Aquando da entrada para o Liceu, as disputas em estádios improvisados reduziram-se e cresceram os momentos de atividades desportivas mais formais. Descobri o prazer de competir a nadar e a correr, percebi que o andebol e o hóquei em patins eram modalidades tão cativantes quanto o futebol e o ciclismo, e compreendi que ser guarda-redes era, afinal, tão divertido como ser defesa, médio ou avançado. Os locais de todas estas descobertas foram os Liceus e as Escolas, com os seus equipamentos desportivos extraordinários, os torneios e as competições que por lá aconteciam e a presença inspiradora e tutelar dos verdadeiros mestres da vida daqueles tempos: os Professores de Educação Física. Foram esses MESTRES que me entusiasmaram verdadeiramente pelo desporto e me revelaram o jogo pelo qual me apaixonei verdadeiramente e pelo qual troquei todos os outros: o basquetebol!

“I love this game”…tenho a certeza que todos conhecem este slogan publicitário da NBA. A paixão que tive pelo jogo foi, de facto, enorme e avassaladora. Provavelmente uma paixão semelhante à que muitos outros rapazes e raparigas da minha idade tiveram por outros jogos que não o basquetebol. Ao fim de tantos anos a ensaiar escolhas (como quem se envolve num namoro), lá nos decidimos pela “monogamia desportiva”, uns pelo voleibol, outros pelo andebol, outros pelo futebol, alguns pelo rugby. Eu escolhi o basquetebol, apaixonei-me (pratiquei-o durante mais de 20 anos), continuo-o a amá-lo e é por isso que ele tem um papel único na minha vida.

A partilha das minhas experiências desportivas de pré-adolescente tem servido para ajudar a alertar os pais e os treinadores para o facto da especialização precoce não ser garantia de uma carreira desportiva de sucesso; e tem servido também para defender a importância da prática de múltiplos jogos e desportos pelos mais jovens, uma aventura natural e simples que muito ajudou a dar sentido à minha vida.

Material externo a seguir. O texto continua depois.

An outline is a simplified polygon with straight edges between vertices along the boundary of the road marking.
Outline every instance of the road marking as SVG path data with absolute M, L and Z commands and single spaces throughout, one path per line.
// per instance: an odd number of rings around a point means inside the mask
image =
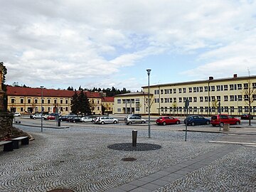
M 208 142 L 210 142 L 210 143 L 220 143 L 220 144 L 256 145 L 256 143 L 244 143 L 244 142 L 233 142 L 209 141 Z

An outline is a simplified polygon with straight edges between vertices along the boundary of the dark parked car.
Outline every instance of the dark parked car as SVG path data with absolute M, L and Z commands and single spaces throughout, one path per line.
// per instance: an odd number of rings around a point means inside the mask
M 191 115 L 188 116 L 188 119 L 185 119 L 184 123 L 188 121 L 188 125 L 194 126 L 196 124 L 209 124 L 210 119 L 205 118 L 201 115 Z
M 78 117 L 73 117 L 69 119 L 70 122 L 82 122 L 81 118 Z
M 240 118 L 241 119 L 253 119 L 253 116 L 250 114 L 243 114 Z
M 180 122 L 181 121 L 179 119 L 171 116 L 159 117 L 156 121 L 156 123 L 157 124 L 163 125 L 171 124 L 180 124 Z
M 221 127 L 223 127 L 224 124 L 240 124 L 240 120 L 238 118 L 234 117 L 233 116 L 225 114 L 213 115 L 211 117 L 210 124 L 213 127 L 216 125 L 220 125 L 220 123 Z
M 142 114 L 128 114 L 127 117 L 125 117 L 124 121 L 125 121 L 128 117 L 139 117 L 142 118 Z
M 63 121 L 66 121 L 67 119 L 68 119 L 68 116 L 66 116 L 66 115 L 64 115 L 64 116 L 60 116 L 60 117 L 59 117 L 59 121 L 60 121 L 60 122 L 63 122 Z

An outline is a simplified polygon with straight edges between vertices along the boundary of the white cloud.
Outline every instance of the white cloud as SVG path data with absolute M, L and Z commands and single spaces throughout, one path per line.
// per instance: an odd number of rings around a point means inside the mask
M 94 78 L 127 87 L 137 78 L 129 68 L 164 54 L 194 55 L 182 74 L 197 79 L 225 77 L 228 68 L 253 74 L 255 10 L 255 1 L 2 1 L 0 59 L 7 82 L 31 86 L 101 85 Z M 116 75 L 123 70 L 130 75 Z

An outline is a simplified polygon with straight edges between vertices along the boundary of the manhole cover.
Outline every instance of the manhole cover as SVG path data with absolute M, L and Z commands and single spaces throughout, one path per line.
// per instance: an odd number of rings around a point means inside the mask
M 48 192 L 74 192 L 74 191 L 70 189 L 58 188 L 48 191 Z
M 136 146 L 133 146 L 132 143 L 114 144 L 107 146 L 109 149 L 121 151 L 151 151 L 161 149 L 161 146 L 152 144 L 137 143 Z
M 122 159 L 122 161 L 136 161 L 136 160 L 137 159 L 133 157 L 127 157 L 127 158 Z

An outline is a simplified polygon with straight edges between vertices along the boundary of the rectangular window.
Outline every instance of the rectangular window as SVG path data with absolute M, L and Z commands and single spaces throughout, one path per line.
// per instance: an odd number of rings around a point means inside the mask
M 252 82 L 252 88 L 256 89 L 256 82 Z
M 234 90 L 234 85 L 230 85 L 230 90 Z
M 220 91 L 220 85 L 216 85 L 217 91 Z
M 210 86 L 211 91 L 215 91 L 215 86 Z

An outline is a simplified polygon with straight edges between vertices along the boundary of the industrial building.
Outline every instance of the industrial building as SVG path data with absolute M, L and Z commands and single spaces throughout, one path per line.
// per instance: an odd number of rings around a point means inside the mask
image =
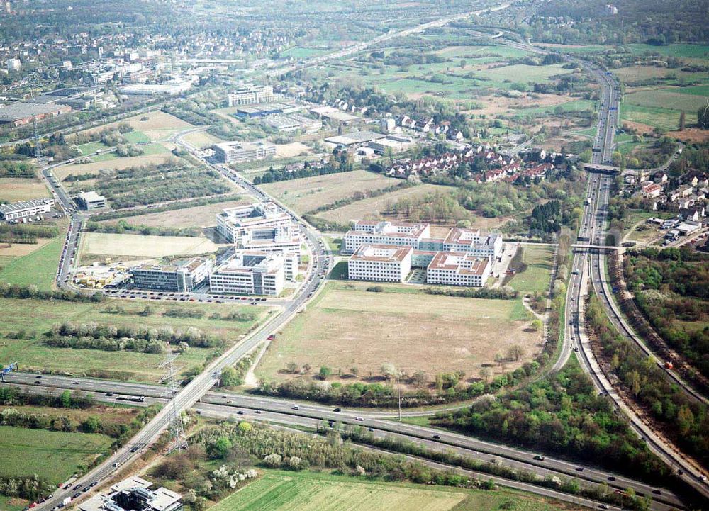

Desconheço a existência de clubes e instituições desportivas ou outras organizações com uma oferta desportiva assim diversificada que inclua, por exemplo, basquetebol à segunda e quarta-feira, natação e atletismo à terça e quinta e futebol ao domingo. De resto, não sei se os clubes desportivos e outras instituições congéneres estariam disponíveis para uma oferta desportiva com esta configuração e temo que a sociedade não entenda de imediato o alcance de tal medida. A alternativa é, decididamente, a Escola, uma NOVA ESCOLA capaz de converter as aulas de Educação Física numa oferta desportiva diversificada e que passe a integrar irreversivelmente o desporto escolar no processo educativo nacional.

Qual é a dificuldade?

* Os jesuítas em Portugal assumem a gestão editorial do Ponto SJ, mas os textos de opinião vinculam apenas os seus autores.